I went to a unicode meeting about a decade ago, and asked one of the luminaries over beer one night. He told me that they did some practical research, including reading newspapers and talking to editors. In Japan they would ask questions like "I see that you mention Shanghai in today's paper, and you use Japanese glyphs for the city's name, not the same as Chinese newspaper use. Why?". The answer was generally "that's how we write Shanghai here" and out of that came Han unification.
I suspect that if you could find a couple of mainstream publishers in Taiwan or Japan that prefer to print the names of mainland Chinese using the same glyphs as are used on mainland China instead of the glypths used on Taiwan or in Japan, you might be able to reopen the discussion of han unification.
Or even better: A directive from the someone's ministry of education decreeing deunified Han in school books, so at least one country's pupils would actually learn to read deunified Han.

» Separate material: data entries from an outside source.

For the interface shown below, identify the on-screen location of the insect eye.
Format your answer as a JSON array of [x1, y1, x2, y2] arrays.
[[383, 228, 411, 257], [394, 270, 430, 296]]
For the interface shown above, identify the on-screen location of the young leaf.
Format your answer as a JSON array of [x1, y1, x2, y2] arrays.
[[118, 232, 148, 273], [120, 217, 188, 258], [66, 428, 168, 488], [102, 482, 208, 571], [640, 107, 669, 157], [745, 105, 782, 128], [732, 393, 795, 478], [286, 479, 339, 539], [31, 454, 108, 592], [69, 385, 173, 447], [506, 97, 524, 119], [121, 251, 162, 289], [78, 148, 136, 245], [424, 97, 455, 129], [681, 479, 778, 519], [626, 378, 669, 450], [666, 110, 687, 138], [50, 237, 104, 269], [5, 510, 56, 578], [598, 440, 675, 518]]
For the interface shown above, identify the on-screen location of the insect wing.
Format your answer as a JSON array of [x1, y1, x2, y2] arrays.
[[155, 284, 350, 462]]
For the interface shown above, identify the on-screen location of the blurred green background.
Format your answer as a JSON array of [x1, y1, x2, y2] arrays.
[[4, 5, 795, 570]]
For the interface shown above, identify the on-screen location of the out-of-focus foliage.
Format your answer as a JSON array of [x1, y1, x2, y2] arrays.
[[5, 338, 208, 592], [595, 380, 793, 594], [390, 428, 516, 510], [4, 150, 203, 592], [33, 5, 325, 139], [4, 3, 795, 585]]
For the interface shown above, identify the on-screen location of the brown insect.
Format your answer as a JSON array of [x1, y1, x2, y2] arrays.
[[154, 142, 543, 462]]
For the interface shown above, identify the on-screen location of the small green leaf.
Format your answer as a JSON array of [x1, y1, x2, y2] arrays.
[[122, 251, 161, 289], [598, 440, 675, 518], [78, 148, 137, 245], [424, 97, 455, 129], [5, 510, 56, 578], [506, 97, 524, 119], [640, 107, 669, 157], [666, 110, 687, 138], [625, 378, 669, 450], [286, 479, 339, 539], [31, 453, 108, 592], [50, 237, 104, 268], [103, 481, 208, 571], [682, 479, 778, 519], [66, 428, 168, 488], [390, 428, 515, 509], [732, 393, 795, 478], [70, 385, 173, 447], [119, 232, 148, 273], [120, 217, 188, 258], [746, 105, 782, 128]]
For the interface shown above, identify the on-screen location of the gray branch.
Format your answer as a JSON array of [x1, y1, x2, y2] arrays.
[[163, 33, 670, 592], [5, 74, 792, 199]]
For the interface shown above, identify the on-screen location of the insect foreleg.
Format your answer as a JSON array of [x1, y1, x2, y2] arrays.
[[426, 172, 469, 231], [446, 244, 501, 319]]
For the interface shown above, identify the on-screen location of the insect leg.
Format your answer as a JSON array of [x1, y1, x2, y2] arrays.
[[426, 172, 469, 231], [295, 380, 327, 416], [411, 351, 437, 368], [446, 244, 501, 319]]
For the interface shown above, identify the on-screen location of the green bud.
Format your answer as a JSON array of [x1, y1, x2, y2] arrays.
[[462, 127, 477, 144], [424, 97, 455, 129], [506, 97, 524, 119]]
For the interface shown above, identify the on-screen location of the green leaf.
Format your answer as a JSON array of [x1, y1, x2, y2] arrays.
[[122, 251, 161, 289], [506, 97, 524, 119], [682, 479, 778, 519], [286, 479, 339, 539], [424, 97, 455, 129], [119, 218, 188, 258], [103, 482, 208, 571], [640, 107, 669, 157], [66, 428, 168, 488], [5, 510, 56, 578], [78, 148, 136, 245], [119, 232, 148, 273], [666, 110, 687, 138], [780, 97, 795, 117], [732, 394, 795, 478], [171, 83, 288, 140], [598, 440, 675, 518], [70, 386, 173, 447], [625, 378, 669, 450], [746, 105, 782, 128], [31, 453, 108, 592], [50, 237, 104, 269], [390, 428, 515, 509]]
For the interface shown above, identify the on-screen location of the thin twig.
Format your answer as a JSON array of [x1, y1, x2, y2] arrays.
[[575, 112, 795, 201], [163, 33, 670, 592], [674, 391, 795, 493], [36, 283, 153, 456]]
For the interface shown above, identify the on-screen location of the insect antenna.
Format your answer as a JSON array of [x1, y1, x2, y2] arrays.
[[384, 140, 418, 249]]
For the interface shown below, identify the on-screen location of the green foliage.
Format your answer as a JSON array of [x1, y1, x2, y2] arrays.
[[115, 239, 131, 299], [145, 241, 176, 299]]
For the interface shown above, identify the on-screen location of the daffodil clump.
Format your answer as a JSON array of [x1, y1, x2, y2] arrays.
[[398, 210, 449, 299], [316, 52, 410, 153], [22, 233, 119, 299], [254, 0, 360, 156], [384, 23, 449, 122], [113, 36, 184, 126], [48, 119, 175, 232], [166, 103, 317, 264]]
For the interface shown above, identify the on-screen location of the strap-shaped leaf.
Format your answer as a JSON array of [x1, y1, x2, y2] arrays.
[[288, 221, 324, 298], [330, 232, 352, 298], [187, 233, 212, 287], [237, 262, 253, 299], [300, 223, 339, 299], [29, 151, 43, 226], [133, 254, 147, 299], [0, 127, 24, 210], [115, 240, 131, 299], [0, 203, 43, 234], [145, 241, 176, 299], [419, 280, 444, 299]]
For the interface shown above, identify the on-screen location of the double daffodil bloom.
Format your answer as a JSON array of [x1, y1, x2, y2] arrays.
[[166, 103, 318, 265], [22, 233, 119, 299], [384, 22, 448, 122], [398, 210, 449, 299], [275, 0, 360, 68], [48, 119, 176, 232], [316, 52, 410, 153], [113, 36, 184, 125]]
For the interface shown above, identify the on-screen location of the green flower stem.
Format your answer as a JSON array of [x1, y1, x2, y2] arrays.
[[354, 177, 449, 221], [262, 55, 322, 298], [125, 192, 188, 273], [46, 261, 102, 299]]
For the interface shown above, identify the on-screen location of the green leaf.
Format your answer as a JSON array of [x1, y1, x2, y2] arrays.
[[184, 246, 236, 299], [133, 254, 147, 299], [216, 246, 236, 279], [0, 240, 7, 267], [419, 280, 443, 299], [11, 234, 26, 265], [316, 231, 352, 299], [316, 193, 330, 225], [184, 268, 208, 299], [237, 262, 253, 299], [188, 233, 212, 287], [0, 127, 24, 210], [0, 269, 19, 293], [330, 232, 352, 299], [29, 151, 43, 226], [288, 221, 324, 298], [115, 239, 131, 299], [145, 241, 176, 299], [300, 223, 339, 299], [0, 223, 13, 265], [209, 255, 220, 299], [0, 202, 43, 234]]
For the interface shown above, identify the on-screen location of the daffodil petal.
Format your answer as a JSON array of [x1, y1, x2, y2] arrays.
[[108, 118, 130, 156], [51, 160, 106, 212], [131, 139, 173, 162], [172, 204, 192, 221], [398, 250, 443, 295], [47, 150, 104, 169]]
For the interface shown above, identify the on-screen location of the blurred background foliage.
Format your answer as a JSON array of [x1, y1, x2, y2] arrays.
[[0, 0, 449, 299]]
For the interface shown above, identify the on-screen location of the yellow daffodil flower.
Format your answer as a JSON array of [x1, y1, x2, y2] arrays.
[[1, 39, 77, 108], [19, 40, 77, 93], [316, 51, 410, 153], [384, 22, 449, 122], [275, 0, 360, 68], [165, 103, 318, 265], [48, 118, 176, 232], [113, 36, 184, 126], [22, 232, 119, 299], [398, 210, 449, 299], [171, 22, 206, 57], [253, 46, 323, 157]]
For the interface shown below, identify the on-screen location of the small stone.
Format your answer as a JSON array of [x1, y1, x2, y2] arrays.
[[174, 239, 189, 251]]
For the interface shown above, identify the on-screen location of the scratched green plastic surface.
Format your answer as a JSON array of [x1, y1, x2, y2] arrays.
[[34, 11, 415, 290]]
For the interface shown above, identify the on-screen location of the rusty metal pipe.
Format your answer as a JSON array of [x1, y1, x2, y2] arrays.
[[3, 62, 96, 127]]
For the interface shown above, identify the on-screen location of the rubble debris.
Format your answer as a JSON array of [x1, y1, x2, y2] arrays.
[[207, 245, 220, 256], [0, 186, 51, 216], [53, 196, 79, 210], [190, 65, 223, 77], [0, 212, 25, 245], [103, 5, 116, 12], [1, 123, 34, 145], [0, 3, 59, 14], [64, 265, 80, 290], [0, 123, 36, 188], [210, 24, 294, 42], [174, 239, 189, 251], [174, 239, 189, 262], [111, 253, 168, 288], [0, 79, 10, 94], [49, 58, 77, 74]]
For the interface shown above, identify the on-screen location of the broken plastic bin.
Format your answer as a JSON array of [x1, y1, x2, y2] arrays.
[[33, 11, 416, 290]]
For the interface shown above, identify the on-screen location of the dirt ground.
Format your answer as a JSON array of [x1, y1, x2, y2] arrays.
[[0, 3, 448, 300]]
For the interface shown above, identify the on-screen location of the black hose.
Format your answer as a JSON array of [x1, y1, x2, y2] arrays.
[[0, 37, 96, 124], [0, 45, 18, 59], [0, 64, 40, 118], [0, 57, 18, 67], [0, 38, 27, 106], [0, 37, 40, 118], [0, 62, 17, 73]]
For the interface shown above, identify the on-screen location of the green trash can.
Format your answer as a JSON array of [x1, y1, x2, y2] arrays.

Now wouldn't that be fun: "When history textbooks coverthe civil war in 1927-50, they shall use traditional Chinese for the names of then KMT-held cities and simplified Chinese for the names of then communist-held cities."
I suspect that if you could find a couple of mainstream publishers in Taiwan or Japan that prefer to print the names of mainland Chinese using the same glyphs as are used on mainland China instead of the glypths used on Taiwan or in Japan, you might be able to reopen the discussion of han unification.